What continuity there is to Odette is established in one cryptic passage, which draws the distinction even as it isolates a similarity. It begins with Proust discussing the importance of Mme Swann’s Garden:

There was another reason for the flowers’ having more than a merely ornamental significance in Mme Swann’s drawing-room, and this reason pertained not to the period but, in some degree, to the life that Odette had formerly led. A great courtesan such as she had been, lives largely for her lovers, that is to say at home, which means that she comes in time to live for her home.

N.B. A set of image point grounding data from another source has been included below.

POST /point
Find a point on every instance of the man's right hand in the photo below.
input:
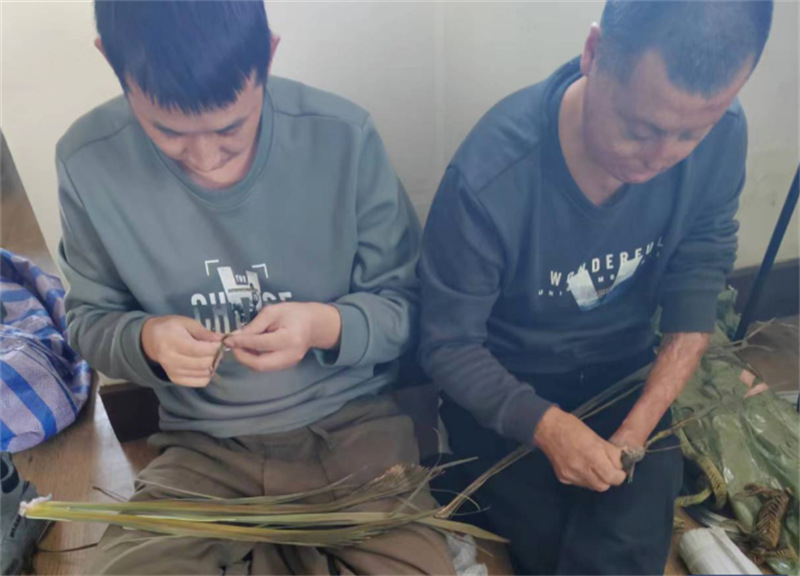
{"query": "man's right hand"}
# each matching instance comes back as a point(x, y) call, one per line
point(578, 455)
point(183, 347)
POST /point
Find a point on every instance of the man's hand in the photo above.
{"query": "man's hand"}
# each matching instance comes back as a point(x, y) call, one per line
point(578, 455)
point(282, 334)
point(183, 347)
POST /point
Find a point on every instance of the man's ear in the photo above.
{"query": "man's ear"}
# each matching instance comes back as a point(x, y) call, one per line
point(590, 49)
point(275, 39)
point(98, 43)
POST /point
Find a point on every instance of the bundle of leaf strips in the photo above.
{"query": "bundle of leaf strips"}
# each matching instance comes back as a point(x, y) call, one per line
point(290, 521)
point(272, 519)
point(748, 449)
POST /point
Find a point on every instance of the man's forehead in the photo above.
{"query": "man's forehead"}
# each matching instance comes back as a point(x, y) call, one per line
point(650, 94)
point(246, 100)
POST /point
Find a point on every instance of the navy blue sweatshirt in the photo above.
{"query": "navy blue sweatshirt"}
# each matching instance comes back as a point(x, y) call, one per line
point(522, 275)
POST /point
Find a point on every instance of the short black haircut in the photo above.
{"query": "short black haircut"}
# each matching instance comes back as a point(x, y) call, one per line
point(189, 55)
point(704, 43)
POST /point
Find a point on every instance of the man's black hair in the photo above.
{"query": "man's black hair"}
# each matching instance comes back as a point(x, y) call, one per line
point(189, 55)
point(704, 43)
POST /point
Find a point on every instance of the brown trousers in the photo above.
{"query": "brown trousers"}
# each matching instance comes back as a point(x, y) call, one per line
point(364, 438)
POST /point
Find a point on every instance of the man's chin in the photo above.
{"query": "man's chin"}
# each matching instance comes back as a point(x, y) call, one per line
point(639, 177)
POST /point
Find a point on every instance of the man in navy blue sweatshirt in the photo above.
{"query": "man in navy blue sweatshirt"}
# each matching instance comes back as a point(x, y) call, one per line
point(573, 210)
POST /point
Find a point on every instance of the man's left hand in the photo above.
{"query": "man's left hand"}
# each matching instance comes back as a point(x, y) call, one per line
point(628, 438)
point(282, 334)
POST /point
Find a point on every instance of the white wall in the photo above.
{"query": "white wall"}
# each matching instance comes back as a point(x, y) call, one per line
point(426, 71)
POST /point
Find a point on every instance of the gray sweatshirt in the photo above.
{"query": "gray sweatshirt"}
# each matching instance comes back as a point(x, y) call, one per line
point(321, 216)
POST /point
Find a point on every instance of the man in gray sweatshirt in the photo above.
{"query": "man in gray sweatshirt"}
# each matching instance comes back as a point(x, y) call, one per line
point(212, 199)
point(573, 210)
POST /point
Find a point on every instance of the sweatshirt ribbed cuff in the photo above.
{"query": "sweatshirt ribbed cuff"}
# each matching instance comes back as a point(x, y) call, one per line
point(689, 312)
point(354, 340)
point(522, 416)
point(131, 345)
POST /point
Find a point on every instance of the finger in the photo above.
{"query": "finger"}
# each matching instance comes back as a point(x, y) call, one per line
point(594, 481)
point(196, 348)
point(266, 342)
point(268, 362)
point(190, 363)
point(192, 373)
point(192, 382)
point(607, 471)
point(262, 321)
point(200, 332)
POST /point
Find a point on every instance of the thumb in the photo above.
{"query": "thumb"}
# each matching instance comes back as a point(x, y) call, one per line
point(200, 332)
point(614, 454)
point(262, 322)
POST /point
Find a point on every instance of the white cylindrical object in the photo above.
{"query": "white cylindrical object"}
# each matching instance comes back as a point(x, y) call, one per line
point(711, 551)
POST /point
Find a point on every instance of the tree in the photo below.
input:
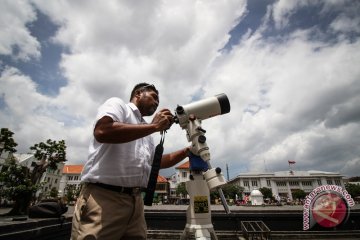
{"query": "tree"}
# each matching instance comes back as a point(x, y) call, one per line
point(181, 189)
point(17, 186)
point(48, 154)
point(53, 192)
point(7, 142)
point(231, 190)
point(71, 192)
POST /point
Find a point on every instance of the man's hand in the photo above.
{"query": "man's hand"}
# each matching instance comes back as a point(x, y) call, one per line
point(163, 120)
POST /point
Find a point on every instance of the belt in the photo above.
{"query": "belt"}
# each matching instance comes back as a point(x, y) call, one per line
point(119, 189)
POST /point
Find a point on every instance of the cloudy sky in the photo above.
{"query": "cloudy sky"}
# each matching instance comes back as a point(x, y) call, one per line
point(289, 68)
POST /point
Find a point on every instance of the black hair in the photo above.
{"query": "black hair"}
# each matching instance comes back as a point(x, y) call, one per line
point(142, 87)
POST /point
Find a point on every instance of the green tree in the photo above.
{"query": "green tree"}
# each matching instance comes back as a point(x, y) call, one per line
point(231, 190)
point(298, 194)
point(48, 155)
point(53, 192)
point(266, 192)
point(71, 192)
point(7, 142)
point(181, 189)
point(16, 186)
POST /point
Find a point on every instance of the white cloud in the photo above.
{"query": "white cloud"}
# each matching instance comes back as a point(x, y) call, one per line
point(291, 97)
point(16, 40)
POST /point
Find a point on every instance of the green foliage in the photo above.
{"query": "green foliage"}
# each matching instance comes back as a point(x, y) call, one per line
point(54, 152)
point(266, 192)
point(19, 183)
point(53, 192)
point(7, 140)
point(353, 189)
point(71, 192)
point(231, 190)
point(181, 189)
point(298, 194)
point(15, 181)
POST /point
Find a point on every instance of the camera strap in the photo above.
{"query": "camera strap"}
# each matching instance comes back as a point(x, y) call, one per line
point(150, 190)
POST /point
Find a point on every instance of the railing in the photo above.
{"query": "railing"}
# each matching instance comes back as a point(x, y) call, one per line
point(255, 230)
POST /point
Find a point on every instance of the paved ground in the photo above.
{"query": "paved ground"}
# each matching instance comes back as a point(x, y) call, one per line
point(213, 208)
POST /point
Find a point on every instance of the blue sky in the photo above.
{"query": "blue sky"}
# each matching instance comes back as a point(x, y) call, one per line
point(289, 69)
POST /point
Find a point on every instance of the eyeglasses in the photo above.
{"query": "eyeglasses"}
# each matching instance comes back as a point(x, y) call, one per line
point(148, 86)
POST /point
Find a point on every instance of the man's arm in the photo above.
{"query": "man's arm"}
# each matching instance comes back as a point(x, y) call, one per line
point(171, 159)
point(108, 131)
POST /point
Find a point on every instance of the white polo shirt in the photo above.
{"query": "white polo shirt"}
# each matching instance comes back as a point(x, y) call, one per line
point(126, 164)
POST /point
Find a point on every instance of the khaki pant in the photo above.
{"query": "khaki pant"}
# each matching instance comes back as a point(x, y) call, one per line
point(104, 214)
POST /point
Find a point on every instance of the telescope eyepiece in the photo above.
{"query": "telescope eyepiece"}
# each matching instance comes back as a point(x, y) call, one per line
point(180, 110)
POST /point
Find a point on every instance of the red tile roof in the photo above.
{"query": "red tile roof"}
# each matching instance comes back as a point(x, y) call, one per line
point(185, 165)
point(73, 169)
point(161, 179)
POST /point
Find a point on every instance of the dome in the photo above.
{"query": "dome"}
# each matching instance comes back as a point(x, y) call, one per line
point(255, 193)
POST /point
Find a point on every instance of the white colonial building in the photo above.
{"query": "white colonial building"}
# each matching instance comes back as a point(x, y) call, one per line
point(50, 179)
point(70, 176)
point(283, 183)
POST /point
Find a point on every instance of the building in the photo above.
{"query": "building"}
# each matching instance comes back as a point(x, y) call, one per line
point(50, 178)
point(70, 176)
point(283, 183)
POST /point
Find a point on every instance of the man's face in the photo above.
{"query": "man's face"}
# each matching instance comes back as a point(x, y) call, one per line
point(148, 102)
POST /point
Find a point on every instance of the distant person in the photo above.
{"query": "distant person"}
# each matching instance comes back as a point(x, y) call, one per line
point(110, 205)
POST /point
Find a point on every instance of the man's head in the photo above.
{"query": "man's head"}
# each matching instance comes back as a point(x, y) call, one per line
point(146, 97)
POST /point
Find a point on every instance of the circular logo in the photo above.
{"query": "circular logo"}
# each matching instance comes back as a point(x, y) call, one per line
point(329, 210)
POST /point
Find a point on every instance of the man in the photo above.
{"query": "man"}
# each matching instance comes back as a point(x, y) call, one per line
point(110, 205)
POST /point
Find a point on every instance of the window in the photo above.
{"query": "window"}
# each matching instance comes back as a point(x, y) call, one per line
point(306, 183)
point(281, 184)
point(160, 187)
point(294, 183)
point(268, 182)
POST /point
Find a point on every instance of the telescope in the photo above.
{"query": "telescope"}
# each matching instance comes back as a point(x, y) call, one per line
point(203, 109)
point(203, 177)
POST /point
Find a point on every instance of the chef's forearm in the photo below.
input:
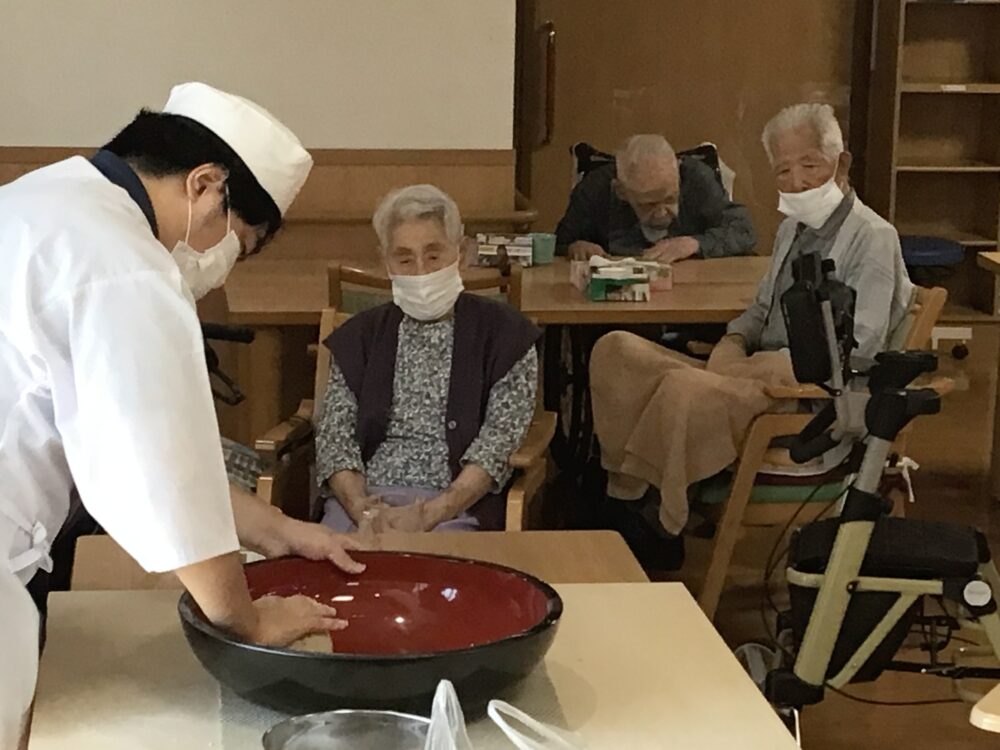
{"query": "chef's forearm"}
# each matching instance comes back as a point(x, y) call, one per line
point(351, 490)
point(220, 590)
point(259, 526)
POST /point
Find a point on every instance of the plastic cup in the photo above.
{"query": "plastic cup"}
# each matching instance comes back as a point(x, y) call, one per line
point(543, 248)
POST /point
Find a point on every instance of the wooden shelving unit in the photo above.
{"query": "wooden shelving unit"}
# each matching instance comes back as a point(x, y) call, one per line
point(934, 135)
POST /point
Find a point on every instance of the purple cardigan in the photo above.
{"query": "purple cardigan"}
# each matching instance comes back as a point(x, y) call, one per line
point(490, 338)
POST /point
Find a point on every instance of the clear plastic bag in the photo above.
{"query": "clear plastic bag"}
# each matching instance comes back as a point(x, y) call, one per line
point(528, 733)
point(447, 730)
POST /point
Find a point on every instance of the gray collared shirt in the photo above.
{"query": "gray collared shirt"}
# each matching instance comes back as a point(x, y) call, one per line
point(866, 251)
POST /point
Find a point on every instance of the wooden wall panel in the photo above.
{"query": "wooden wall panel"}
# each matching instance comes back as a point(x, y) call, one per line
point(345, 185)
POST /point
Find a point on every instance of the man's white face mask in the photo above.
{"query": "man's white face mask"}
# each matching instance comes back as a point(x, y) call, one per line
point(812, 207)
point(430, 296)
point(207, 270)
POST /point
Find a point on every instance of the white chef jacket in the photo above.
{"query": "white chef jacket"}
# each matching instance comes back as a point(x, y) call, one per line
point(103, 381)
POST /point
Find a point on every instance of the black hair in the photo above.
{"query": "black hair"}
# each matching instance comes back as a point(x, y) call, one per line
point(162, 145)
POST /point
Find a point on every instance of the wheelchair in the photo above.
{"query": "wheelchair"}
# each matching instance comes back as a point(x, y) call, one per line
point(857, 582)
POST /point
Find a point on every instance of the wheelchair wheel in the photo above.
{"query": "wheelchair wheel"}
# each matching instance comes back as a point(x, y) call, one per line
point(566, 391)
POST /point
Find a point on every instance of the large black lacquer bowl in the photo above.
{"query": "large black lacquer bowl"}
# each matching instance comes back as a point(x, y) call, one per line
point(414, 620)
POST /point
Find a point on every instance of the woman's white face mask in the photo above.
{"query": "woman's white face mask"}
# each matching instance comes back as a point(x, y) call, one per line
point(207, 270)
point(812, 207)
point(430, 296)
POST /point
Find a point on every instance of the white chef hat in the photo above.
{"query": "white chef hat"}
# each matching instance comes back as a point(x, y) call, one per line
point(269, 149)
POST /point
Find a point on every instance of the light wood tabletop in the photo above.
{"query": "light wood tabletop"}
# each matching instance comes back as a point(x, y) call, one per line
point(986, 714)
point(553, 556)
point(632, 665)
point(262, 292)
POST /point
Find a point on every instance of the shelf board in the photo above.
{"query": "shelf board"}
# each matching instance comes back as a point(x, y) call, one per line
point(914, 87)
point(965, 314)
point(939, 3)
point(966, 166)
point(969, 239)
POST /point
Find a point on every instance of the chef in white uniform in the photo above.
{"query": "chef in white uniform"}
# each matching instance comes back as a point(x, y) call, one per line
point(103, 382)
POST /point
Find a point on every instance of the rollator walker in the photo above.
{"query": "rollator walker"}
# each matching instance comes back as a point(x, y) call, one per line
point(858, 581)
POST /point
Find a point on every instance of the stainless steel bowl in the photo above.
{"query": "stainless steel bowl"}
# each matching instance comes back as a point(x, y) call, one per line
point(357, 730)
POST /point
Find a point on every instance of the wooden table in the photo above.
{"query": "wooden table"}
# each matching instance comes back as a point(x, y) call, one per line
point(705, 291)
point(986, 713)
point(633, 665)
point(263, 292)
point(553, 556)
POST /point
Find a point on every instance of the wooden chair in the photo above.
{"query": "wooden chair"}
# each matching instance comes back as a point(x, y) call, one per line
point(288, 448)
point(744, 506)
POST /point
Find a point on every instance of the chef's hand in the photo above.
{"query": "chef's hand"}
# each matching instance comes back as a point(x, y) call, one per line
point(581, 250)
point(672, 250)
point(315, 541)
point(282, 620)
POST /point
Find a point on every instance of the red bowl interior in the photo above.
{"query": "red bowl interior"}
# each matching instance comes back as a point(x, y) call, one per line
point(409, 603)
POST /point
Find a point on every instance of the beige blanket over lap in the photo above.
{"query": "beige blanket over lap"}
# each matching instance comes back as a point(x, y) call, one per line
point(663, 419)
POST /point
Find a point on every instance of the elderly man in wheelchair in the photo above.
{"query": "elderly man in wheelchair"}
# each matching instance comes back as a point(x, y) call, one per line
point(429, 395)
point(675, 421)
point(653, 202)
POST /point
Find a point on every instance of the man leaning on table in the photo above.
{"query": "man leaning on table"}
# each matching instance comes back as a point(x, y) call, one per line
point(674, 421)
point(650, 203)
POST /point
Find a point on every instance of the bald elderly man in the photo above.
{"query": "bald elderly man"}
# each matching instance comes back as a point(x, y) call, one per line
point(651, 203)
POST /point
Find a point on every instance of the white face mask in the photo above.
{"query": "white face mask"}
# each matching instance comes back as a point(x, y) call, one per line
point(812, 207)
point(428, 297)
point(206, 270)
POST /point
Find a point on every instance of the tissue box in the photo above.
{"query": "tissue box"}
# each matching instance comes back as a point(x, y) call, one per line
point(518, 248)
point(619, 281)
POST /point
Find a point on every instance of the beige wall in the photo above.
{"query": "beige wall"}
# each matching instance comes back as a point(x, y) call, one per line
point(694, 70)
point(353, 74)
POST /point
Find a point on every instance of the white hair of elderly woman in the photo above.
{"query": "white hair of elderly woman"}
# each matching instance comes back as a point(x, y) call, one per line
point(819, 117)
point(640, 149)
point(416, 202)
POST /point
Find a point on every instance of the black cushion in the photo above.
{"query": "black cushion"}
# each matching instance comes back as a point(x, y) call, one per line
point(899, 548)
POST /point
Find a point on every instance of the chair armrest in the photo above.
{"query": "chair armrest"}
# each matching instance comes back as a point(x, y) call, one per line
point(279, 439)
point(536, 442)
point(796, 391)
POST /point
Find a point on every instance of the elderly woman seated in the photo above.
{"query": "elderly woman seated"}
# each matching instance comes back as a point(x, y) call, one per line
point(429, 395)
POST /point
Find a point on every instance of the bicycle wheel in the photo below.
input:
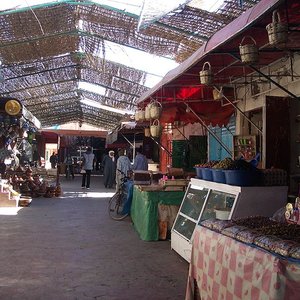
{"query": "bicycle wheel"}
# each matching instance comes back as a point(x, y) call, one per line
point(116, 207)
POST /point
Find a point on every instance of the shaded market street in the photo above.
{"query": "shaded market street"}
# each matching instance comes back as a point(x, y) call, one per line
point(68, 248)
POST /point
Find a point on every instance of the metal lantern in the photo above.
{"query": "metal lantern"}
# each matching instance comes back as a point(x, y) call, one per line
point(206, 74)
point(277, 31)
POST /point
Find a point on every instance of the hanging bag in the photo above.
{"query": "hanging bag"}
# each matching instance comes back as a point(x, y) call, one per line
point(147, 111)
point(155, 128)
point(277, 31)
point(206, 75)
point(155, 110)
point(249, 52)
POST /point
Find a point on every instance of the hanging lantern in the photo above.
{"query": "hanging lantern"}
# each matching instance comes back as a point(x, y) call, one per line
point(277, 31)
point(12, 107)
point(249, 52)
point(206, 76)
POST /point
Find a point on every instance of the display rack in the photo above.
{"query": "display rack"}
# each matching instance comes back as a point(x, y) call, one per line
point(206, 199)
point(244, 146)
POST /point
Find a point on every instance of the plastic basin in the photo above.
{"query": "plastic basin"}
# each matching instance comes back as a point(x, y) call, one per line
point(207, 174)
point(199, 172)
point(242, 177)
point(218, 175)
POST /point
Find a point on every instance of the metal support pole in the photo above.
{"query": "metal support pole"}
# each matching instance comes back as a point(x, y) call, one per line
point(127, 140)
point(181, 133)
point(245, 116)
point(161, 146)
point(268, 78)
point(211, 132)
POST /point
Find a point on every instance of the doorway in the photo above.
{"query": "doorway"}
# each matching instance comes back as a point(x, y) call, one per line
point(49, 149)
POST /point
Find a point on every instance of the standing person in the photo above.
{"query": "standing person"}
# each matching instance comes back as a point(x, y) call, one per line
point(36, 158)
point(53, 160)
point(69, 166)
point(88, 161)
point(123, 167)
point(2, 168)
point(140, 162)
point(109, 169)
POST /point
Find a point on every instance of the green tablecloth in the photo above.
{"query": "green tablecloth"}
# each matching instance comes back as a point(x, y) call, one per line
point(144, 210)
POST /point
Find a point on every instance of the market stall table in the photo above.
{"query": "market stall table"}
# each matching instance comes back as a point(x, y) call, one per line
point(223, 268)
point(144, 210)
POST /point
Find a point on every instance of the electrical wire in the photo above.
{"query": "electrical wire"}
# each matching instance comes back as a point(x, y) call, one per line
point(42, 30)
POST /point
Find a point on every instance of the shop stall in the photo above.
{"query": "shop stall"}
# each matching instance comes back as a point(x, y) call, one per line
point(19, 181)
point(223, 267)
point(155, 205)
point(206, 199)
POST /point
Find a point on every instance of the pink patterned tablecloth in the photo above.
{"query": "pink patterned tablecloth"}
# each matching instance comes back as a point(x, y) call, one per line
point(224, 268)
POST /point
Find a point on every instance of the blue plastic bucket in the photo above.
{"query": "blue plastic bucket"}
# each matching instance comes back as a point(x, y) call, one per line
point(218, 175)
point(199, 172)
point(207, 174)
point(242, 177)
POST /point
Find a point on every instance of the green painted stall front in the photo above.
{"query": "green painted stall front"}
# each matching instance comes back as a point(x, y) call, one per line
point(144, 210)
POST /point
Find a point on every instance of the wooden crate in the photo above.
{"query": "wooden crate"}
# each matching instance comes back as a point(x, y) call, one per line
point(174, 182)
point(5, 200)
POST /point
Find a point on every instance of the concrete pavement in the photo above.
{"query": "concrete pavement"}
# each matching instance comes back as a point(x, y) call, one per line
point(69, 248)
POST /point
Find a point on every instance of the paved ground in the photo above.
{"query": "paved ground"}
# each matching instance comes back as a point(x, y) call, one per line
point(68, 248)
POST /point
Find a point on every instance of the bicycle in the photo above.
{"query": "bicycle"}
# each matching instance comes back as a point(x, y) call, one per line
point(117, 202)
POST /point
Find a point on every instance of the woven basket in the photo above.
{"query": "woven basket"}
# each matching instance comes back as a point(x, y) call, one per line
point(139, 115)
point(206, 75)
point(249, 52)
point(147, 132)
point(277, 31)
point(147, 111)
point(155, 110)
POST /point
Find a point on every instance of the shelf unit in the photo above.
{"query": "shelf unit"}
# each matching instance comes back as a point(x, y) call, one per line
point(203, 198)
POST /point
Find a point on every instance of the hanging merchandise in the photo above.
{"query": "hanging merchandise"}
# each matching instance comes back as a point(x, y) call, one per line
point(12, 107)
point(277, 31)
point(139, 115)
point(155, 128)
point(249, 52)
point(147, 132)
point(218, 94)
point(206, 76)
point(155, 110)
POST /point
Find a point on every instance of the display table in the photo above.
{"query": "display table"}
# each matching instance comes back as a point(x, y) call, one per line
point(144, 210)
point(224, 268)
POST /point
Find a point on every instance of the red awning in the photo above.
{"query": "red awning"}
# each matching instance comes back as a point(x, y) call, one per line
point(222, 51)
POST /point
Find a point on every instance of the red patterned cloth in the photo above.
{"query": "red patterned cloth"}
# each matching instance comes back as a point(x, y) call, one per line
point(224, 268)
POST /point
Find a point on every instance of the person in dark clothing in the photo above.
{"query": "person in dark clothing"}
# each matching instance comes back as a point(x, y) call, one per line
point(109, 169)
point(88, 163)
point(53, 160)
point(140, 162)
point(69, 166)
point(36, 158)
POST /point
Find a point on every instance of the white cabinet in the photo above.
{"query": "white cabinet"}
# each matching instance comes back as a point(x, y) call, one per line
point(205, 199)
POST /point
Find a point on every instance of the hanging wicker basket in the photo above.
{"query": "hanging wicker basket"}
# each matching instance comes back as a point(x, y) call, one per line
point(155, 110)
point(139, 115)
point(206, 75)
point(147, 111)
point(147, 132)
point(249, 52)
point(277, 31)
point(155, 128)
point(218, 94)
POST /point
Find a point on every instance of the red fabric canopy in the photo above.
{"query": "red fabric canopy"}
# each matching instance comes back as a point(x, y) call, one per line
point(222, 52)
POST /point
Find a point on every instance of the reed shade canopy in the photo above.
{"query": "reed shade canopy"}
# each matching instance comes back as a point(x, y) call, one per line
point(47, 53)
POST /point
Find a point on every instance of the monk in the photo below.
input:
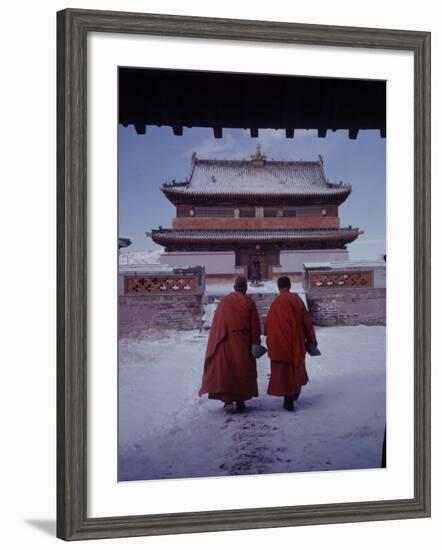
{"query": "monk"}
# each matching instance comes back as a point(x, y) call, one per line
point(229, 367)
point(288, 327)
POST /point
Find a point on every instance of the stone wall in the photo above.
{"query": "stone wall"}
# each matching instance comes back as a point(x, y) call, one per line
point(359, 306)
point(346, 293)
point(162, 299)
point(139, 313)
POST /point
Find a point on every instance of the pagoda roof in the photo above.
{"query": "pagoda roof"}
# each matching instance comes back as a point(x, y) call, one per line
point(257, 177)
point(194, 236)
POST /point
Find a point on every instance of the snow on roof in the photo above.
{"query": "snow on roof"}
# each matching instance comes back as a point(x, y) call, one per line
point(343, 265)
point(243, 177)
point(249, 235)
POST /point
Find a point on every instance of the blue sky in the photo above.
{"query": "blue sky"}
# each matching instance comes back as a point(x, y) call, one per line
point(146, 161)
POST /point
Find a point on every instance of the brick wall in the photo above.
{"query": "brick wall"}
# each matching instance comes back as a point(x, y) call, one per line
point(176, 311)
point(359, 306)
point(327, 222)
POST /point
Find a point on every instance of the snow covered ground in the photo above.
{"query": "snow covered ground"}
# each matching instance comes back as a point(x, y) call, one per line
point(143, 257)
point(167, 431)
point(266, 287)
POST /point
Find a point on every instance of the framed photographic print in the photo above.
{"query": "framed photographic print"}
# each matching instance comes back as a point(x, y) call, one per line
point(243, 274)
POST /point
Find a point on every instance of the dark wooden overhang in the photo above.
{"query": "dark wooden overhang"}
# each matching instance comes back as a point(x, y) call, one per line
point(179, 99)
point(264, 199)
point(189, 238)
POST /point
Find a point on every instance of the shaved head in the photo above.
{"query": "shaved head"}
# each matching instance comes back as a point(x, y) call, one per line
point(284, 282)
point(240, 284)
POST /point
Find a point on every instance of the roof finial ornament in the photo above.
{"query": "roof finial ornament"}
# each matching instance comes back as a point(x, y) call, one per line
point(258, 158)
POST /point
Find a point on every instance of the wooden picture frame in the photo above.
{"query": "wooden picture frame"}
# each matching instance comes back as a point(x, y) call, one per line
point(73, 27)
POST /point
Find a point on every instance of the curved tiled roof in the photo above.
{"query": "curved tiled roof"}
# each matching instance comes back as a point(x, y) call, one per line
point(251, 178)
point(184, 236)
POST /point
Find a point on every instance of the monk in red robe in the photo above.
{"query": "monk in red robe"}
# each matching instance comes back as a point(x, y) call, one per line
point(229, 367)
point(288, 327)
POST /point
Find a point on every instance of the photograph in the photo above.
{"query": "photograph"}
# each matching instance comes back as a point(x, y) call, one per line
point(252, 258)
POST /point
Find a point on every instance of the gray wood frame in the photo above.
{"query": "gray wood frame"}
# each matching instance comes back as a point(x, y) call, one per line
point(73, 27)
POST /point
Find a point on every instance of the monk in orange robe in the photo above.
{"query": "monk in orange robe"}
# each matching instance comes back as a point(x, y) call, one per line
point(229, 367)
point(288, 328)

The things that one sees in the house of a “respectable” woman, things which may of course appear to her also to be of importance, are those which are in any event of the utmost importance to the courtesan. (638)

This passage is presented specifically as Marcel’s experience of his visits to the Swanns’ home, and how he feels her extend over the house so that even the flowers become an intimate particular that make him feel awkward. (Pages 638-641 or so give the full story and are very beautiful and difficult to summarize.)
But what does it mean? Is Proust taking high society down a peg by equating a woman’s dominance of her salon or other parties as similar to the control expressed by a courtesan? Is it an explanation of a continuity in Odette, detailing how she has preserved some crucial aspect of her soul after marrying Swann by removing the unacceptable aspect but preserving her sphere of influence? Does it anticipate the later quote mentioned above (page 689) by implying that the real importance to Odette’s earlier actions was not in the affairs themselves but in the aesthetics with which she conducted herself, which have developed and mutated into something not only acceptable in higher society, but aesthetically memorable?
I don’t think there’s a definite answer at hand, but there’s probably something to all three explanations. There is more of Odette in “Mme Swann at Home” than there was in “Swann in Love,” which was mostly about Swann, and if she’s not as sympathetic as Swann, she’s at least explicable and complex now.